A Fundação Nacional dos Povos Indígenas (Funai) informou que tem o papel de articular ações junto às instituições de saúde e aos equipamentos disponíveis. Assim sendo, a autarquia monitora os serviços de saúde nas esferas municipal, estadual e federal durante toda a gestação das mulheres indígenas e também avalia as ações desenvolvidas para o atendimento das populações indígenas. 

Caminhos para equidade e justiça social no nascimento 

As variações de distâncias e a escassez de maternidades em regiões específicas do país evidenciam a desigualdade social brasileira e impõe desafios diários para a população e para aqueles que precisam aplicar políticas públicas eficientes. Bruna Fonseca, coordenadora do estudo da Fiocruz, detalha os obstáculos na promoção de uma rede obstétrica ampla e capaz de atender a demanda real da população em todas as partes do país. “Embora algumas políticas busquem reduzir a distância de viagem, elas não definem referências específicas para o que é de fato a distância e o tempo aceitável para dar à luz. A regulamentação atual estipula uma taxa de 0,28 leitos obstétricos para cada 1.000 habitantes dependentes do SUS, mas existem diferenças regionais e é importante que as políticas deem conta dessa heterogeneidade dos territórios existentes no Brasil”, aponta Bruna Fonseca.

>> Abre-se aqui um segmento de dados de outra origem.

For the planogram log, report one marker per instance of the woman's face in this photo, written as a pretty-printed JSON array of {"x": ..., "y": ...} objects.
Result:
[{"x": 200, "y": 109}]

Na mesma linha, o professor que liderou a pesquisa da FGV aponta que a extensão territorial do país impõe desafios logísticos e de planejamento significativos. "A baixa densidade populacional em certas regiões dificulta a implantação de unidades especializadas próximas a todas as populações. Por isso, políticas públicas precisam considerar arranjos regionais inteligentes, que combinem infraestrutura de saúde, transporte e conectividade entre municípios, e, ao mesmo tempo, respeitem as particularidades socioeconômicas de cada território", reflete Valdemar Pinho Neto.

A pesquisa aponta para três frentes possíveis de expansão da rede para garantir os direitos reprodutivos e o acesso à saúde das gestantes. 

  • Melhor distribuição geográfica de serviços obstétricos especializados: Ampliar número e/ou capilaridade de unidades com capacidade para lidar com partos de risco e cuidados neonatais intensivos pode reduzir mortes evitáveis, especialmente nas regiões mais isoladas.
  • Fortalecimento da regionalização da saúde com base em critérios de necessidade e risco: É essencial organizar redes de atenção obstétrica integradas entre municípios, que garantam o encaminhamento adequado e planejado das gestantes, respeitando a complexidade do atendimento.
  • Investimento em transporte seguro e eficiente para gestantes: Sistemas de transporte sanitário adequados e ágeis são fundamentais para reduzir o tempo de resposta em casos emergenciais e garantir o acesso tempestivo aos serviços.